Furthermore, our case series approve the assumption that the modified lateral SSNB of Feigl, which was previously only investigated in cadavers, is a clinically applicable alternative approach to the suprascapular nerve. Various approaches to the suprascapular nerve have been described. The modified lateral SSNB of Feigl is outstanding, as it does not require measurements or markings. Instead, it is purely based on easily identifiable anatomical landmarks. It can therefore be assumed that the time required to perform the block is significantly reduced. Our mean time was 7.4 minutes, including time for disinfection and sterile covers. Unfortunately, literature does not provide data to compare this to other SSNB approaches.
In current literature, the recommended volume of local anesthetic varies a lot. While Wertheim and Rovenstein used 5 ml, later approaches frequently used 10 ml and more (7-10). One author even recommends volumes of up to 25 ml (11). Feigl et al. suggested that filling the suprascapular fossa results in a local spread and surrounding of the nerve (5). Our case series demonstrates the viability of this concept, as all patients experienced significant pain relief, comparable to reports in previous studies Schneider-Kolsky (4 ml): pre-block 7.5, post-block 3.5; Dangoisse (8 ml): pre-block 6, post-block 4; Wassef (10 ml): pre-block 3, post-block 0.5) (12-14).

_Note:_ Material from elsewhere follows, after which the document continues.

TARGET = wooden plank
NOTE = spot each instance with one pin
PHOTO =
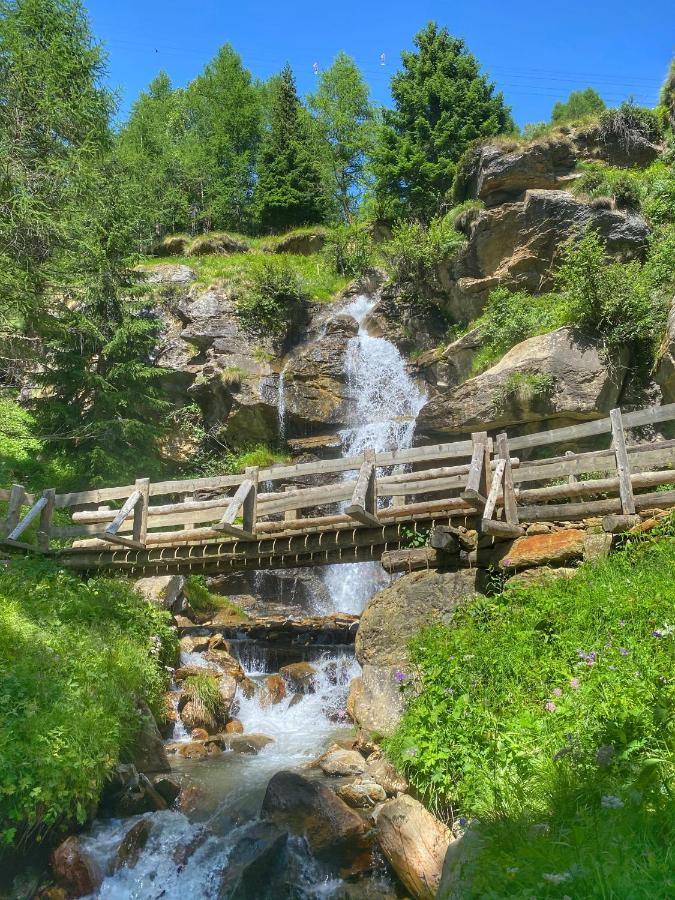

Chan et al. identified pneumothorax, intravascular injection and local traumatization, as the major risks of the SSNB (4). In our case series, we did not encounter any complication. However, it has to be prone in mind that any conclusions about the safety of this new approach are severely limited by our sample size. However, from an anatomical point of view, both pneumothorax and intravascular injection are very unlikely, using this approach. As the needle is directed dorsally to the scapular spine, accidental intrathoracic placement is obviated. Aiming to the medial half of the suprascapular fossa prevents contact with the suprascapular vessels, which pass through the lateral part of the fossa. The question, whether “blind” approaches are outdate, in times of increased accessibility of imaging modalities, may be raised. However, considering the absence of vulnerable anatomical structures, which was extensively discussed by Feigl, in his original publication (5), this technique should, at least, be regarded as a viable option, in circumstances where imaging is not available.
Our study can be criticized for using a short acting technique, in a chronic pain state, and evaluating the effect for only 24 hours. This can be explained by the focus of our study. Our aim was to evaluate the effect of SSNB on shoulder function, which, taken the lower success rates of catheter techniques, was more meaningful, using a single shot approach. For this research question, a longer observation period was not necessarily required. Furthermore, to our experience, it would not be reasonable to recommend SSNB as a single treatment regime, prior, however, to physiotherapy. In this setting, 24 hours seemed to be reasonable.
Based on our results, further studies should investigate the effectiveness of an interdisciplinary approach, by applying SSNB prior to physiotherapy. As shoulder function is increased and pain is alleviated, we hypothesize that this could be a more effective treatment than physiotherapy alone or with conventional analgesics.
In conclusion, the injection of 5 ml ropivacaine 0.5%, using the modified lateral SSNB of Feigl, did significantly increase shoulder function and reduce pain in patients with chronic shoulder pain.